Most people survive police custody.
Not Andrew Kearse.
The Schenectady man was arrested after a brief foot chase and put in the back seat of a police car. He told officers that he was dizzy and having trouble breathing; by the time the car arrived at the station, he was unresponsive. Paramedics were called in to provide treatment, and Kearse was eventually taken to Ellis Hospital and pronounced dead.
The details above were provided by police, and they're troubling.
They become more troubling when you combine them with comments provided by Kearse's girlfriend, Susan Perry.
According to Perry, police didn't believe Kearse when he said he was having trouble breathing - that they told her he was faking it.
She said the officers "were dragging him out of the car like an animal, and he was lying on the ground motionless. When I called his name multiple times, he didn't respond.
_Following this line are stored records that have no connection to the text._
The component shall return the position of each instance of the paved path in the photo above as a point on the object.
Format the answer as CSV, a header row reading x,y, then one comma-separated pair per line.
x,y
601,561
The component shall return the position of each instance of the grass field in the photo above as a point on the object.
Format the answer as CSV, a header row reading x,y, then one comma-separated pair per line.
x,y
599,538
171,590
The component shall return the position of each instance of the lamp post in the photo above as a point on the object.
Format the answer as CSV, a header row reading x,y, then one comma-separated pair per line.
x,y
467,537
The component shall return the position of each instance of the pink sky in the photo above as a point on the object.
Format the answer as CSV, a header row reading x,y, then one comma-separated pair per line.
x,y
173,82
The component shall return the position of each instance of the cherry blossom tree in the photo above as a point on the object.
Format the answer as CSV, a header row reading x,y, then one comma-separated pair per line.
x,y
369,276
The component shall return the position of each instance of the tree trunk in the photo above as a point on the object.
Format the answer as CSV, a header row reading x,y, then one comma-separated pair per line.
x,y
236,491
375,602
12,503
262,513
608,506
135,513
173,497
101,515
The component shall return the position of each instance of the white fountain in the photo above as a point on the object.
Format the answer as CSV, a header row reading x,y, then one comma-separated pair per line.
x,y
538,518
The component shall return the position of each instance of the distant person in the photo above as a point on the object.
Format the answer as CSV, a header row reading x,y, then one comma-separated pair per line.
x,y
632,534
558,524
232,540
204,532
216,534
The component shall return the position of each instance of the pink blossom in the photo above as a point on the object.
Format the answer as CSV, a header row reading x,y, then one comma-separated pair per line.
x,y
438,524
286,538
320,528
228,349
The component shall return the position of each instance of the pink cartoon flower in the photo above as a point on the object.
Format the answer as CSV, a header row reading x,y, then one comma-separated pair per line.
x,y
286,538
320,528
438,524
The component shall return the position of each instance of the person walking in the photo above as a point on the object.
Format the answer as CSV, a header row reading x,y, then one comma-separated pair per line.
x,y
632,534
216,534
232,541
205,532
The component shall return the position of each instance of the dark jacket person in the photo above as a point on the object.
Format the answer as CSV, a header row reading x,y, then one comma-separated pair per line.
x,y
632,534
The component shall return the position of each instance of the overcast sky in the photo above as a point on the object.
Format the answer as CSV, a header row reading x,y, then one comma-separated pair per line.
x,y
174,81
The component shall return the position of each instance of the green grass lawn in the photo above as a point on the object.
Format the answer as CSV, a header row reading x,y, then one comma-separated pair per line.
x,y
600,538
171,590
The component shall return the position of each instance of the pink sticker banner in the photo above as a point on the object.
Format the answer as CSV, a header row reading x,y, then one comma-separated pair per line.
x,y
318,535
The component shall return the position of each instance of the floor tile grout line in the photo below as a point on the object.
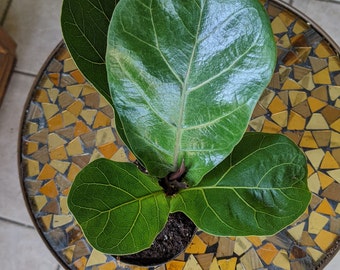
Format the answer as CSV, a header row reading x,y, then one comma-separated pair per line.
x,y
2,21
24,73
16,223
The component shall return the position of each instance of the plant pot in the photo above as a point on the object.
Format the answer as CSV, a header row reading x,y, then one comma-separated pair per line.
x,y
66,124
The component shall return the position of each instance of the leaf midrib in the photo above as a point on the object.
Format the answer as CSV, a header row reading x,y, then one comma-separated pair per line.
x,y
184,95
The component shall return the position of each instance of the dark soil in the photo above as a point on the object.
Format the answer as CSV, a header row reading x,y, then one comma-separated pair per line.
x,y
173,239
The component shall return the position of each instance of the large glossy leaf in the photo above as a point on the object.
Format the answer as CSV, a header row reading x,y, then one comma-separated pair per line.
x,y
120,209
84,25
185,77
260,189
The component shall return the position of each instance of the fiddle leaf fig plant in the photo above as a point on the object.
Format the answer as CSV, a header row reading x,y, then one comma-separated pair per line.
x,y
183,78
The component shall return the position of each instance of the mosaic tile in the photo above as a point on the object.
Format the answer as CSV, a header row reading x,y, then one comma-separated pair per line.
x,y
225,247
229,264
68,124
281,260
296,231
205,260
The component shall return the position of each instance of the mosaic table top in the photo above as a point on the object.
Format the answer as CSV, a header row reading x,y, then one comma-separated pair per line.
x,y
67,124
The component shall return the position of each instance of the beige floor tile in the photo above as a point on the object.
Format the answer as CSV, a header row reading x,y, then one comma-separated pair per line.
x,y
324,14
11,200
34,25
22,248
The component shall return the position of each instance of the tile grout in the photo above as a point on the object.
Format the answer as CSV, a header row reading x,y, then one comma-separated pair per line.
x,y
16,223
24,73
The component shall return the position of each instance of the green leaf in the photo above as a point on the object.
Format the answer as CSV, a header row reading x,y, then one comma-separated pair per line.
x,y
120,209
258,190
84,25
185,77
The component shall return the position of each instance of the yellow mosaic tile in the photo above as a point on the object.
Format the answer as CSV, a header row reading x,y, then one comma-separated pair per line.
x,y
214,265
101,120
291,84
61,220
267,253
335,139
76,107
75,90
60,166
192,264
325,208
257,123
334,92
242,244
227,264
47,172
225,247
325,239
287,18
80,264
88,115
323,50
317,121
68,118
256,240
63,205
280,118
335,174
76,74
270,127
296,121
107,266
69,65
281,260
334,63
46,221
104,135
49,109
250,260
197,246
96,258
175,265
296,97
59,153
39,201
329,162
49,189
55,122
108,149
73,171
54,141
322,77
31,167
300,26
316,222
314,183
80,128
278,26
316,104
314,253
296,231
307,140
75,148
284,42
30,147
320,93
325,180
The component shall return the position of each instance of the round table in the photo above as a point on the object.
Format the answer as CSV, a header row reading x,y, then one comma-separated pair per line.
x,y
66,124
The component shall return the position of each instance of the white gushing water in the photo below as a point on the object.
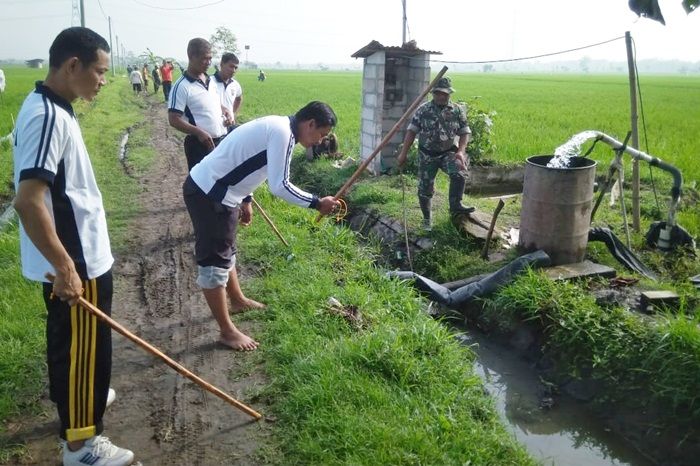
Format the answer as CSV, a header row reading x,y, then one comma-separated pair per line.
x,y
571,148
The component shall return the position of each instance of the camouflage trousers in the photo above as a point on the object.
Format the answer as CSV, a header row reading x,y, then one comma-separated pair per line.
x,y
428,166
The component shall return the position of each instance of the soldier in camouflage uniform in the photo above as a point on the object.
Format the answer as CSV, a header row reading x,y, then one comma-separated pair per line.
x,y
438,123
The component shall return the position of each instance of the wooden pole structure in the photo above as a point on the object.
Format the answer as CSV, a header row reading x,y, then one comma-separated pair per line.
x,y
111,48
407,114
634,142
485,250
269,222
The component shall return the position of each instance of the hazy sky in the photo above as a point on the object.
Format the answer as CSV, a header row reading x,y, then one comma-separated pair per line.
x,y
306,31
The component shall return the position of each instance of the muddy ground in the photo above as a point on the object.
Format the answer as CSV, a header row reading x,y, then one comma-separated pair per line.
x,y
161,416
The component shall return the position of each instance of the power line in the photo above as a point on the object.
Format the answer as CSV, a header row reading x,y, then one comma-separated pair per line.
x,y
102,9
179,9
529,58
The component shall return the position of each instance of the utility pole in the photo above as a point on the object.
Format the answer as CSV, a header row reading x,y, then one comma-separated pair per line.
x,y
634,141
116,36
111,48
75,13
403,41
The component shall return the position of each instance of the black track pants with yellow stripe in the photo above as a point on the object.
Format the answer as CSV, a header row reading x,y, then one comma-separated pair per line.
x,y
79,356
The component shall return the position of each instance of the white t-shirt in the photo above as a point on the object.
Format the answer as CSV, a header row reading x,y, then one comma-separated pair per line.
x,y
199,102
49,146
256,151
228,92
135,77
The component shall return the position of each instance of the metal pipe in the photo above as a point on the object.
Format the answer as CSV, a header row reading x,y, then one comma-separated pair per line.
x,y
654,162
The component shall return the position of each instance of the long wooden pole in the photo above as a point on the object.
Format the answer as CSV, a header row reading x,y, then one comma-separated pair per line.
x,y
269,222
485,250
634,143
407,114
167,359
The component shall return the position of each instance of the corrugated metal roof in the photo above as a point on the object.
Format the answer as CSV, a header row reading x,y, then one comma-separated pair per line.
x,y
409,49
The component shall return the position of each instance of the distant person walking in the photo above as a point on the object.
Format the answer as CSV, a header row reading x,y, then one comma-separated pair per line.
x,y
145,74
136,81
443,135
166,75
194,106
230,91
156,79
63,232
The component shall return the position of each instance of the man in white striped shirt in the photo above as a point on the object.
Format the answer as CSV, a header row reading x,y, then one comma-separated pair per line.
x,y
64,233
194,106
218,193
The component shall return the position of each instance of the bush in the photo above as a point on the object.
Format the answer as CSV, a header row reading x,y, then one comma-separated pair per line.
x,y
481,123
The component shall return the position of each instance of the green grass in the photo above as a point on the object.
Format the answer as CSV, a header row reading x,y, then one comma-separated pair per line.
x,y
22,343
351,395
395,389
535,113
657,360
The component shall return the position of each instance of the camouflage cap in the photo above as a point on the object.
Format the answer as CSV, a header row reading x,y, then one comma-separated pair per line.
x,y
444,84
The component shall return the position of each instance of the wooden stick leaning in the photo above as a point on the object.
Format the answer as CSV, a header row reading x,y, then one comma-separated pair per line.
x,y
165,358
341,192
485,250
269,222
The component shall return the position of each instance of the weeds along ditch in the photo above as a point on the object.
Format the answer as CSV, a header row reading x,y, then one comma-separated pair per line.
x,y
649,363
640,371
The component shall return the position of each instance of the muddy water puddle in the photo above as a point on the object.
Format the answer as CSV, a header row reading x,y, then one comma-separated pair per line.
x,y
565,434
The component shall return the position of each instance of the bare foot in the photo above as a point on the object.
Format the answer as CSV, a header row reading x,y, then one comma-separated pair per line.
x,y
245,304
238,341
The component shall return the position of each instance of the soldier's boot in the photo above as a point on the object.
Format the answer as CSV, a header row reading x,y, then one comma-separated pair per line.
x,y
457,185
426,208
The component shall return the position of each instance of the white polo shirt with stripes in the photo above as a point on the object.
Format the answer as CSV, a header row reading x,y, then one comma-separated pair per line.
x,y
256,151
48,146
228,91
199,102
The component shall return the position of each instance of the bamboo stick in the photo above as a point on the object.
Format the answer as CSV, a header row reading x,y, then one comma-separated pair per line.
x,y
269,222
165,358
341,192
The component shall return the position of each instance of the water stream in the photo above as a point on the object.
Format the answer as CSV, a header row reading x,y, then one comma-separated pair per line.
x,y
563,435
571,148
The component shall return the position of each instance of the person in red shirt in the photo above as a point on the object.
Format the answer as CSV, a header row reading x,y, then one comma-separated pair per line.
x,y
166,74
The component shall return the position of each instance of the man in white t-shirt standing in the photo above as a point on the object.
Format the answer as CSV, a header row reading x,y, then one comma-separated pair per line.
x,y
63,233
195,107
230,91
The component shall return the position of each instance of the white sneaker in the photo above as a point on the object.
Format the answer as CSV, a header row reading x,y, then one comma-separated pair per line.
x,y
97,451
111,396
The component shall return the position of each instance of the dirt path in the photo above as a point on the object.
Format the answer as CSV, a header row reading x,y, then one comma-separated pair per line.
x,y
164,418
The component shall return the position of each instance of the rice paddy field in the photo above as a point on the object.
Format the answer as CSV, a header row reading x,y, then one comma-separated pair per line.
x,y
534,113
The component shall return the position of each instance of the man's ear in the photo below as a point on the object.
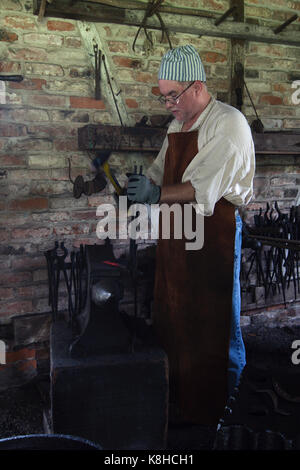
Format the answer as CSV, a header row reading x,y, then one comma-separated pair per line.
x,y
198,86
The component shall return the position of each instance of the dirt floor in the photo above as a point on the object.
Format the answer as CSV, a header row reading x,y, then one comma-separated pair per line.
x,y
269,354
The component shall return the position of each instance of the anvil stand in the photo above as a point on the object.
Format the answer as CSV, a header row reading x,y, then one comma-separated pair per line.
x,y
101,388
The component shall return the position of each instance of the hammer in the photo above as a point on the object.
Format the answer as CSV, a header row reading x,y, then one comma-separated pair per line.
x,y
101,161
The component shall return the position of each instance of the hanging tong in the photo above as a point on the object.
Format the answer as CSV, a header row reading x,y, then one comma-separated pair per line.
x,y
97,54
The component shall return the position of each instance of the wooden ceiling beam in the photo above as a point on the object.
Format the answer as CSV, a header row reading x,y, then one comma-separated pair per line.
x,y
96,12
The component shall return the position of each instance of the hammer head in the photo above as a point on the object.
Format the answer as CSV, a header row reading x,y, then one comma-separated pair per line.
x,y
101,157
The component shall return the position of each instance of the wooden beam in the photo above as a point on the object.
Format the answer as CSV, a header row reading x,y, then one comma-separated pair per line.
x,y
136,5
94,137
95,12
237,58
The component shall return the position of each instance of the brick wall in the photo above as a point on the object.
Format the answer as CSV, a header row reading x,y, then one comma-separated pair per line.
x,y
39,118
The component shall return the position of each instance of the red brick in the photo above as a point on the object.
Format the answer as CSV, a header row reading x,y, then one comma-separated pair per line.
x,y
10,67
12,160
6,293
66,145
31,233
14,278
25,291
118,46
72,42
89,103
8,37
27,262
29,54
213,57
127,62
36,203
155,91
131,103
19,307
28,84
21,22
273,100
25,365
145,77
71,230
4,235
55,25
48,100
12,130
20,355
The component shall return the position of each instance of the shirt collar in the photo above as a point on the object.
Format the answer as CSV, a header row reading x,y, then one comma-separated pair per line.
x,y
176,126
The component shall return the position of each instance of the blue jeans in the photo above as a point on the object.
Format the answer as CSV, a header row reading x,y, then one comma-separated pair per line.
x,y
237,353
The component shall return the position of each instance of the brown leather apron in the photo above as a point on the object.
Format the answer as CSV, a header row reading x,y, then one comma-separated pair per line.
x,y
193,302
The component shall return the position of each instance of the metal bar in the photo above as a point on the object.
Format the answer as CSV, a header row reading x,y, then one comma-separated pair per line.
x,y
224,16
285,24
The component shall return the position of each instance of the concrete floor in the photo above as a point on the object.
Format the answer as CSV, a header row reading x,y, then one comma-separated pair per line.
x,y
21,409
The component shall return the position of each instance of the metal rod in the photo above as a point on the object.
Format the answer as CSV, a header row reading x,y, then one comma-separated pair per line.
x,y
224,16
285,24
11,78
112,91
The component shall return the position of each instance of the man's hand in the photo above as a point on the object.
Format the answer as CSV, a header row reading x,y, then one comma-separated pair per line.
x,y
141,189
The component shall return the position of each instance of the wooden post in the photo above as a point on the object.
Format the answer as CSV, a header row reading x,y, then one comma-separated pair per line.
x,y
237,59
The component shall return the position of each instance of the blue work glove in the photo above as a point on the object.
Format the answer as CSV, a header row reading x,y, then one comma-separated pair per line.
x,y
140,189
He was looking up at the sky, not blinking, motionless."
This is a disturbing anecdote, if true.
It only heightens my curiosity as to what happened to Kearse.
What caused a 36-year-old man to report that he was having trouble breathing, become unresponsive and die?
Was there an underlying health problem?
Did officers use excessive force?
One neighbor told the Gazette he heard someone yelling "you're hurting me, you're hurting me! You broke my leg!"
Was Kearse injured during his encounter with police?
If the answer is yes, we need more information about the nature of his injuries, and whether these injuries contributed to his death.
One of the reasons Kearse's death deserves extra scrutiny is because there have been a number of troubling allegations of excessive force on the part of the Schenectady police.
Earlier this month the Schenectady City Council approved a $75,000 settlement in an excessive force lawsuit stemming from a 2014 incident in which three people claimed police officers punched, kicked and used a police dog on them without justification.
In March, a woman filed a notice of claim accusing two city police officers of pushing her and causing a severe head injury while she was under arrest.
In 2015, city resident Vebra Moore was knocked unconscious in a holding cell by two Schenectady police officers, according to a recent Albany Times Union article. Both officers were determined to have behaved appropriately.
Yes, there are times when police officers are justified in using force.
But Kearse's story raises red flags.
Some will criticize Kearse for running away when officers attempted to stop him for a traffic violation.
My personal feeling is that I'd rather see people get away with the occasional traffic violation than end up dead in police custody. But even if you think Kearse's decision was ill-advised, it doesn't necessarily follow that his death was necessary, inevitable or justified.
Schenectady police have asked the New York State Police to look into Kearse's death, and I'm glad they did.
We need to know how and why Andrew Kearse died, and an outside investigation will answer these questions.